A spokesperson for Superdrug Online Doctor said its testosterone service was aimed at peri- and post-menopausal women with distressing low libido or sexual interest/arousal disorder who have not responded to oestrogen-based HRT, and all its doctors were trained in providing remote online consultations and prescriptions. They said: “We are able to verify the diagnosis by asking a series of specific questions about sexual interest and arousal … in the same way that any clinician seeing a patient face to face would do.
“We provide detailed advice to our patients to support accurate and correct dosing regimens of this medication and provide a testosterone blood test service for additional monitoring if they are unable to get this done elsewhere. Blood tests are required before starting treatment, and at regular intervals during treatment.”
Superdrug added that patients must confirm the truthfulness of the medical information they submit. “Misrepresentation of health information to obtain treatment is not only a breach of our terms but it can result in harm,” they said.
Not everyone thinks the availability of testosterone from online clinics is a bad thing. Dr Nighat Arif, a GP with a specialist interest in women’s health who has posted a variety of content on social media discussing the wider benefits of testosterone, said: “At the end of the day, you are using some hormone to replace what you feel is necessary to have replaced back to you.
“If you’ve done a blood test and you try it for six months to a year, it’s not the end of the world. If it works and you’ve spent some money privately, that’s fine – just make sure that you’re seeing a clinician or dealing with clinician who is getting your blood monitoring done.”
Arif prescribes testosterone to female patients in accordance with National Institute for Health and Care Excellence guidance, which says it can be considered for menopausal women with low sexual desire if conventional oestrogen and progesterone-based hormone replacement therapy alone is not effective.
Not all her patients report an improvement. “I’d say about 20% come back and say ‘I haven’t noticed any difference whatsoever’; about 30 to 40% say ‘I’ve noticed some difference but the days that I missed it I didn’t really notice much’; and the rest say ‘it was the bit that I needed; I got my energy levels back and I managed to get my sexual drive back as well’.”

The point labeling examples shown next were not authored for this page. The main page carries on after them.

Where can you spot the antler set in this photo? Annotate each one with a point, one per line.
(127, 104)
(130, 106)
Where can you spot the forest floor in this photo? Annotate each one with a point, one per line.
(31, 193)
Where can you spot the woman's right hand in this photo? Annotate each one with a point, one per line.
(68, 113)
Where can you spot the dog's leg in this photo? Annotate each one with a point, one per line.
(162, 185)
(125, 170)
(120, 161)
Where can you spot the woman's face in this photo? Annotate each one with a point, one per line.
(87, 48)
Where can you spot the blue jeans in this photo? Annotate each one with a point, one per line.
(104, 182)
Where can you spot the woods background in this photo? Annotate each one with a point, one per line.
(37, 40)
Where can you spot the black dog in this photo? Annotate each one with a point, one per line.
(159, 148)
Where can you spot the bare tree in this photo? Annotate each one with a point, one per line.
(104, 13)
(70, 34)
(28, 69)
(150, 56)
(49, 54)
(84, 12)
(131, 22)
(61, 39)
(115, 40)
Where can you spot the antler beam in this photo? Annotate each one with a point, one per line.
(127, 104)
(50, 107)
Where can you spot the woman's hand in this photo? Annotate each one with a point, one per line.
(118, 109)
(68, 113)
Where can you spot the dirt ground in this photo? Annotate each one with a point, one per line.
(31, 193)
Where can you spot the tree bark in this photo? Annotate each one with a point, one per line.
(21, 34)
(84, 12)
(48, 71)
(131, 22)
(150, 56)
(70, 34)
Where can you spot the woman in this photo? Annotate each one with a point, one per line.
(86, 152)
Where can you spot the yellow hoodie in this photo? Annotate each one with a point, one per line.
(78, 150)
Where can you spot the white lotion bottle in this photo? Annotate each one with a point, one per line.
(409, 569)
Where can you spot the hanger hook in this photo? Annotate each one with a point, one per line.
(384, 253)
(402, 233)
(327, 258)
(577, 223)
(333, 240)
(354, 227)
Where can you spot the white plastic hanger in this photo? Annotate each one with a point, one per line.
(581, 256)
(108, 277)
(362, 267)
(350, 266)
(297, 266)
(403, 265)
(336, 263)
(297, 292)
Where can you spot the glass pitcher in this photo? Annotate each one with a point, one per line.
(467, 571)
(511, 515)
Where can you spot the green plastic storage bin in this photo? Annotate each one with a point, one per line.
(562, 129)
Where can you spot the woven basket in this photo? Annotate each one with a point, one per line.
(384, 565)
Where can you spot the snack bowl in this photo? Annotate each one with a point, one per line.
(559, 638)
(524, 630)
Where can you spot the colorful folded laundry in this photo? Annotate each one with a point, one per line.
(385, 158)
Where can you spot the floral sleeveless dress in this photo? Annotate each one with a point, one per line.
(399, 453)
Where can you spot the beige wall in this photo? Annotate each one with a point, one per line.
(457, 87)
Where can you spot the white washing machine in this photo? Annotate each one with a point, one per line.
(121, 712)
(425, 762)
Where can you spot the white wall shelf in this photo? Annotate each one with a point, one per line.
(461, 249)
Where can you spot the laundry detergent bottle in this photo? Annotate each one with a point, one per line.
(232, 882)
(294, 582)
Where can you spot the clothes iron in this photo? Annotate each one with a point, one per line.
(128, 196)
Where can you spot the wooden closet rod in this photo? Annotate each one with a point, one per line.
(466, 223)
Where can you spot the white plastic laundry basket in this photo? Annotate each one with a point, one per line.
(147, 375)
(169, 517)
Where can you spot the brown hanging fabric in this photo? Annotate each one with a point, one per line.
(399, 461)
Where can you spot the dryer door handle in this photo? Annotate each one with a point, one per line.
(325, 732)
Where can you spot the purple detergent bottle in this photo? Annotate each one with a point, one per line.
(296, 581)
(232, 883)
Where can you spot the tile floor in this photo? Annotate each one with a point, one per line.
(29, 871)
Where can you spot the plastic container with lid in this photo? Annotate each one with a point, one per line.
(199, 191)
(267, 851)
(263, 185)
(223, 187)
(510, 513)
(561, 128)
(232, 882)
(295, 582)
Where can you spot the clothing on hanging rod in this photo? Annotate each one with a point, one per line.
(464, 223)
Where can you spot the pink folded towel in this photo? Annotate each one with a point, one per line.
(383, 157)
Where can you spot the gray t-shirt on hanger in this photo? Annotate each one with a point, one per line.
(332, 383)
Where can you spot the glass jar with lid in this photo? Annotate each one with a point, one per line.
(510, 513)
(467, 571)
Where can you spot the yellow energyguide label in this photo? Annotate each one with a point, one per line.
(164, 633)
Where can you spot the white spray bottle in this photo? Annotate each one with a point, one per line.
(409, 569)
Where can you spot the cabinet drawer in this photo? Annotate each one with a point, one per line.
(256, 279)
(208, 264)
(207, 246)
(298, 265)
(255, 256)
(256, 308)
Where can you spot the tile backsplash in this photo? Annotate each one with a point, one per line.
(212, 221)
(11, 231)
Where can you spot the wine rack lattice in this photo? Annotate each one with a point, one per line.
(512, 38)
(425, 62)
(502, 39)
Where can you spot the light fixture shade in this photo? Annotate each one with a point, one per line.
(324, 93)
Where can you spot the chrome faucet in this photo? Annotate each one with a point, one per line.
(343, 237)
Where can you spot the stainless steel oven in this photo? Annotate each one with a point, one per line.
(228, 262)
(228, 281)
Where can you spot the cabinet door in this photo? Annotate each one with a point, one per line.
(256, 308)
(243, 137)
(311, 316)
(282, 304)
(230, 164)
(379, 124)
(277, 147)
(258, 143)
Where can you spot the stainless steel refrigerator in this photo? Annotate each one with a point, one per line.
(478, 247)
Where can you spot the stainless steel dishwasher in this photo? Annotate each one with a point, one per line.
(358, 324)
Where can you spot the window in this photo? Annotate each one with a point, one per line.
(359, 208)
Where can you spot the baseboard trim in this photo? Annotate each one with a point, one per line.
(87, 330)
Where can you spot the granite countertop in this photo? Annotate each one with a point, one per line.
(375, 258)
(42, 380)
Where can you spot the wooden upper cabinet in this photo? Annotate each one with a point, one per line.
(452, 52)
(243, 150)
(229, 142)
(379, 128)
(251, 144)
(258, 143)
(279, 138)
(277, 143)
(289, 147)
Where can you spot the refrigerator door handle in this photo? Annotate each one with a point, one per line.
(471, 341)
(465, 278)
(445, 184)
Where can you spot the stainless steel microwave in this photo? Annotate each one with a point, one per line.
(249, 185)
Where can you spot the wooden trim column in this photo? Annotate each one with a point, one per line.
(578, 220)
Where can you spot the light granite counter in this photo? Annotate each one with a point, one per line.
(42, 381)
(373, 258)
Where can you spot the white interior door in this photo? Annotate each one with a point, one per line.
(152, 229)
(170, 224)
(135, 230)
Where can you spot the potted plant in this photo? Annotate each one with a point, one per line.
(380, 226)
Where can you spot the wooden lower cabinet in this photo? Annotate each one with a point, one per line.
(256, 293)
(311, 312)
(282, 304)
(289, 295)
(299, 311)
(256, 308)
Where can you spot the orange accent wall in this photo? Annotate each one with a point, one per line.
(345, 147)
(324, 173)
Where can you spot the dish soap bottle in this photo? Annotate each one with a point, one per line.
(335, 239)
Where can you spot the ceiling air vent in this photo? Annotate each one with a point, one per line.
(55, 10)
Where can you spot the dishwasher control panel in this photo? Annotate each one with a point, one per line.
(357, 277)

But Davis, who has been studying the effects of testosterone in women for several decades, cautioned that perceived improvements in energy levels could be a placebo effect. She said: “I used to believe that testosterone improved wellbeing and energy, because my patients would come in and say ‘I feel great’, but when we did placebo-controlled trials we didn’t see it. Women would report feeling more energetic and that their fatigue was better, but the placebo was just as good. The placebo effect is huge, but it doesn’t last.”
Even for libido, the impact is usually not dramatic, she said.
What almost everyone agrees on is that more research is needed into the impact of testosterone on the female body – including whether it can help protect muscle and bone health or cognitive function, as some claim. Here, the data is “just all over the shop”, Davis said.
She is involved in studies to establish whether testosterone benefits bone health and sexual function in younger postmenopausal women (under 55), improves muscle strength in older women, or protects heart health in women at high risk of heart disease.
Davis is also working to understand what “normal” testosterone levels in midlife women look like, and whether this significantly changes at menopause – two other great unknowns.